Lockhart et al.  showed in their infective endocarditis study on 195 patients that those with mean dental plaque and CI scores of 2 or greater were at 3.78- and 4.43-fold increased risk, respectively, of developing bacteremia. However, oral hygiene habits of most individuals seem insufficient to prevent calculus formation [27, 28]. In practice, dental calculus cannot be removed by tooth brushing or flossing but calls for the professional skills of a dentist or dental hygienist. In contrast to the epithelial surfaces of the mouth tooth surfaces are not self-cleaning, and if dental plaque is not mechanically removed calculus may develop [7, 8, 28].

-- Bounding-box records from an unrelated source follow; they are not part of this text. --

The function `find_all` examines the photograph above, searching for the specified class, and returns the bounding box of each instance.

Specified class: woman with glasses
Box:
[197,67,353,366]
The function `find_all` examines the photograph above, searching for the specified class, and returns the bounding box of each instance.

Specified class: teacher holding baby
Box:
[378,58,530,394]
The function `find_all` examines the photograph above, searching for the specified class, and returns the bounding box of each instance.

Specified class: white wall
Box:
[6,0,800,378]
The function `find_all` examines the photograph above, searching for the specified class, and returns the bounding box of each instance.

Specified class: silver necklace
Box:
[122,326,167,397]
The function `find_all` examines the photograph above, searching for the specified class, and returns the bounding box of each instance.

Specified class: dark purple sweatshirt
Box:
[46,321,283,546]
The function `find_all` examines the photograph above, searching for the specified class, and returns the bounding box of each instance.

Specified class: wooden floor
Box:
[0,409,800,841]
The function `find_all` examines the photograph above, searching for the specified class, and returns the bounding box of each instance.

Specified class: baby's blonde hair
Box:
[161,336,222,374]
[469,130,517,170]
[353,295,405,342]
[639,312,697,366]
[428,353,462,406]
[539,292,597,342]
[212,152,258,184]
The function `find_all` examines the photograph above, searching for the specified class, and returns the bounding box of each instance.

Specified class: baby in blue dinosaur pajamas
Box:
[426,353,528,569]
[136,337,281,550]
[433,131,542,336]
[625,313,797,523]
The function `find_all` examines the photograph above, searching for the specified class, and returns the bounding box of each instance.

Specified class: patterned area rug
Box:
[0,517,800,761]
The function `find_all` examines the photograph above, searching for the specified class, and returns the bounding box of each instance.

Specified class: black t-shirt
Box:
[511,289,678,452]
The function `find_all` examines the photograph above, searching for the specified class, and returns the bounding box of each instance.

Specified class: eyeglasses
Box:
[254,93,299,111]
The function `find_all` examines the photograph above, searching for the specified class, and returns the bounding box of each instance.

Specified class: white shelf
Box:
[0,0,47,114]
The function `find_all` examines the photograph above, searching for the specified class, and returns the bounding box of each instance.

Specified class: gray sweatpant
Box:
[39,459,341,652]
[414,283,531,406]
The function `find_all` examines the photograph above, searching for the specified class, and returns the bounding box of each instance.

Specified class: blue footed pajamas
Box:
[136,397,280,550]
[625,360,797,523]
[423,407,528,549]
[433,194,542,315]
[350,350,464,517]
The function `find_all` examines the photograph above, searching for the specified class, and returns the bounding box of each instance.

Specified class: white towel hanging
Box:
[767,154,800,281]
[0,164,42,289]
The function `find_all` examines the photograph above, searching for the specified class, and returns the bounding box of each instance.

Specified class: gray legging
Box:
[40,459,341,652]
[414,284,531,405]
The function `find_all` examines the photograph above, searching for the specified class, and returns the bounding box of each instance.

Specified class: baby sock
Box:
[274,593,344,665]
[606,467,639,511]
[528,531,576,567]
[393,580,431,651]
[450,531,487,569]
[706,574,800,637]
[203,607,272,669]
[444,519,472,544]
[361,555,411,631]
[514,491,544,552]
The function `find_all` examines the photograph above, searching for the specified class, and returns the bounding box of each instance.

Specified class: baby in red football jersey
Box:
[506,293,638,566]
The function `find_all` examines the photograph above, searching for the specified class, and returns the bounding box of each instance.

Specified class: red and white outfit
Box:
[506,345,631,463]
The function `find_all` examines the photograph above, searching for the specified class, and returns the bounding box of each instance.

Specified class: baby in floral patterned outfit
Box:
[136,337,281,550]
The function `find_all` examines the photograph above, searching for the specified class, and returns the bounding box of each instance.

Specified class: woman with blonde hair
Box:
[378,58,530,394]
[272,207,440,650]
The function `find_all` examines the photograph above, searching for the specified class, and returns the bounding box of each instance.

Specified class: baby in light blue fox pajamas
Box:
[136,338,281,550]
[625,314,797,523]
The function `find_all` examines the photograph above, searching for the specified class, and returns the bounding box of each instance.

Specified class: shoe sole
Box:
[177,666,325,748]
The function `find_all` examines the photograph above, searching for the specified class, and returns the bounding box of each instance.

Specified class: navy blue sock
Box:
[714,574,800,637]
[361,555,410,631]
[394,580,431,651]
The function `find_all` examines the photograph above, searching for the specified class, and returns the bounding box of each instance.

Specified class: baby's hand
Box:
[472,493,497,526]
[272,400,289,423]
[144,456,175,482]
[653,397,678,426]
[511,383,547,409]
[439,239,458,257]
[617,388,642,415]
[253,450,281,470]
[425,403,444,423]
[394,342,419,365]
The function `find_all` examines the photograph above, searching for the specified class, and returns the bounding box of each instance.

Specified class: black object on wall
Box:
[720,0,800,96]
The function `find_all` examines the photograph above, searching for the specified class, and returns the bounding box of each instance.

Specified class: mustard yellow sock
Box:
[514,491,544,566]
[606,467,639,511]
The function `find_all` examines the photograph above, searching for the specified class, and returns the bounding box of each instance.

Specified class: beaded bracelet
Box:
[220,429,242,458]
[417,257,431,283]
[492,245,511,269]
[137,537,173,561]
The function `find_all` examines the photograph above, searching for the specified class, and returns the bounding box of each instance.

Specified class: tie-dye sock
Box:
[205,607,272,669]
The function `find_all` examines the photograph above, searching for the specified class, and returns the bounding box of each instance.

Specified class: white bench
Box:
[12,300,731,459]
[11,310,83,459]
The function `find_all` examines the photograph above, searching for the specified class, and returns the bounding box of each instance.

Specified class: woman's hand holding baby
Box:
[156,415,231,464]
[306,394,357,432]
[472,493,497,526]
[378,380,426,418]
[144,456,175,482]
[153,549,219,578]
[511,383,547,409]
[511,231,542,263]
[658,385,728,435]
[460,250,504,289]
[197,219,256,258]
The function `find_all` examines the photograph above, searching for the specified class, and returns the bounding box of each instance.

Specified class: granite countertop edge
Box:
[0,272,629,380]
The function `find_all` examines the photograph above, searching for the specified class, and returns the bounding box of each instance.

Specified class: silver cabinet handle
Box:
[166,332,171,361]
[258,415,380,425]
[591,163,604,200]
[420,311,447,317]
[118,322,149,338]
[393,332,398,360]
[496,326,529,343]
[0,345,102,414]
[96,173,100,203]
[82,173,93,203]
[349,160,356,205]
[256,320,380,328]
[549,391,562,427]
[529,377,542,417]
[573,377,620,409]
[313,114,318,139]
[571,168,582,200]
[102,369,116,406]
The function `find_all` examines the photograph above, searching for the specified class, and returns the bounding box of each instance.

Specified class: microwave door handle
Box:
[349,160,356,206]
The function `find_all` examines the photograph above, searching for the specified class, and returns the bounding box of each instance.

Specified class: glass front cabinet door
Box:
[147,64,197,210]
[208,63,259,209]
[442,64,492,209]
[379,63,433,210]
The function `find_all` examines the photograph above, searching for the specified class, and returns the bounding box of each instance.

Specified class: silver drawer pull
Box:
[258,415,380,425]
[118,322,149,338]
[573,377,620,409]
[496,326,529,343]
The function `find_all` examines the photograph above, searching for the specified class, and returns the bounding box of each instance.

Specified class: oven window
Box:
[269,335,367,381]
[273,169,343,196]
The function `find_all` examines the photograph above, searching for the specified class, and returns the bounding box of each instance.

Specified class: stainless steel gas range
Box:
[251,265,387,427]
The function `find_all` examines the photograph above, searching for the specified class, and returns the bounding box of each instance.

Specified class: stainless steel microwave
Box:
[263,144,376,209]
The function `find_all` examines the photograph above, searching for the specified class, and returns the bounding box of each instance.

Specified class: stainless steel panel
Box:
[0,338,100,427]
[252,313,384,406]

In the present study statistical analysis was performed with adjustment for several demographic variables and established risk markers for mortality, including education, pack-years of smoking, frequency of dental visits, income level, socioeconomic status, gingival inflammation, and periodontal pocket depth. Therefore, none of these variables confounded the association observed between age, gender, amount of dental calculus, and cardiac death. Further studies are nevertheless needed to determine whether a causal element exists in the reported association. Based on the present findings new strategies for prevention and practical health recommendations might be warranted.
The results confirmed our study hypothesis by showing that high dental calculus index scores associated statistically with premature death in heart infarction.
Conflict of Interests
The authors declare that there is no conflict of interests regarding the publication of this paper.
This study was supported by the Ministry of Health and Social Affairs (Grants F84/189) and Karolinska Institutet, Stockholm, Sweden, The Finnish Medical Society, Helsinki, and Grant TI020Y0003 by the Helsinki University Central Hospital, Finland.